Tyrone brought kicking the ball back in last year when they had McShane inside for the Championship.
You are utterly clueless. You’re having a nightmare, son.
Add that to your confusion over whether diving in gaelic football started in 2008 or 1983, and 3 clubs winning the Derry championship in the last 10 years. Cavan scored a mark in every game in this years Ulster championship up to yesterday, so your 0-2 is wrong. Leave discussions on Ulster football to those of us involved in it maybe?
I think if Cluxton went they would be a little bit more beatable. Hopefully he has enough after this year. He is a bit like a quarter back with those restarts. If you press him too high it leaves you exposed to a laser over the top to Con O Callaghan or Dean Rock. It was how Jack McCaffrey got his goal in the drawn game last year. Mayo have been the only team in all this time who can win a few of the Dublin Kickouts. Not only that but it is leadership and reverence that younger players coming through have for him.
He’s not without his meltdowns himself, he had an absolute conniption against Kerry in an All Ireland semi-final where he gifted Kerry a few goals, lost the plot near the end of an All Ireland final against Mayo when they were 5/6 points up and cruising only to draw and was badly, badly rattled at the start of the All Ireland final against Tyrone when his kickouts cost a few early scores. He can be got at.
Dublin just have superb footballers on every line of the pitch and replacements just as good on the bench, Mayo were the only team who were able to live with their physical levels for a period of time but that generation of Higgins, Boyle, Moran etc has came to an end.
Yes because the Dublin defenders couldn’t get a hold on the Kerry forwards. Further evidence of the pressure Dublin were under. The early misses were killer for Kerry particularly the penalty.
But the one against Mayo was a 10 minute car crash spell where he was hitting them all away. The one against Kerry he was responsible for a couple of quickfire goals as far as I can recall.
I think Comerford will come in for Dublin whenever Cluxton goes and it will be seemless enough. Morgan, Beggan and Patton are all at the level of Cluxton in terms of their kickouts but Dublin just have better players and better strategies coached in that regard. Like Cluxton has had targets like Flynn, Connolly, McCarthy, McCaffrey, MacAuley, Fenton, Kilkenny Bastick etc all throughout that time.
They have massive men there with brilliant movement, athleticism and fielding ability. That’s the key for me. Cluxton changed the way a goalkeeper operates but there’s a few there at his level now - they just don’t have the same quality of player to hit though.
Not really. Cooper was harshly done, what he did in that game was what he gets away with the whole time - it’s just that it was Kerry this time and Clifford so he got punished for it.
Kerry were out on their feet, hanging on against a team they have a man advantage over for the majority of the game.
In the return game it was 15 on 15 and fairly comfortable.

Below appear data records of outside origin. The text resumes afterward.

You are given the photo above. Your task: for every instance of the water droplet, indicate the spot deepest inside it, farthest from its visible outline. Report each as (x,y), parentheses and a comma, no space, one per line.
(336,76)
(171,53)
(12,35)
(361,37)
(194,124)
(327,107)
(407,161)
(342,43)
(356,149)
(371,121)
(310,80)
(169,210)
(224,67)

This current Tipp team has a lot of parallels with Wexford from circa 2008. Couple of generational talents in the forwards (Forde and Lyng/Quinlavin and Sweeney). Never rose higher than division 2 and generally ply their trade in division 3 but more progressive in championship than some higher ranked outfits. Follow a strong year with a down year but are always a treat against higher ranked opponents etc. for Tipp 2017/18 see Wexford 2009. One major difference is that Tipp have had underage success to prompt this breakthrough and have now reached 2 AI SF’s.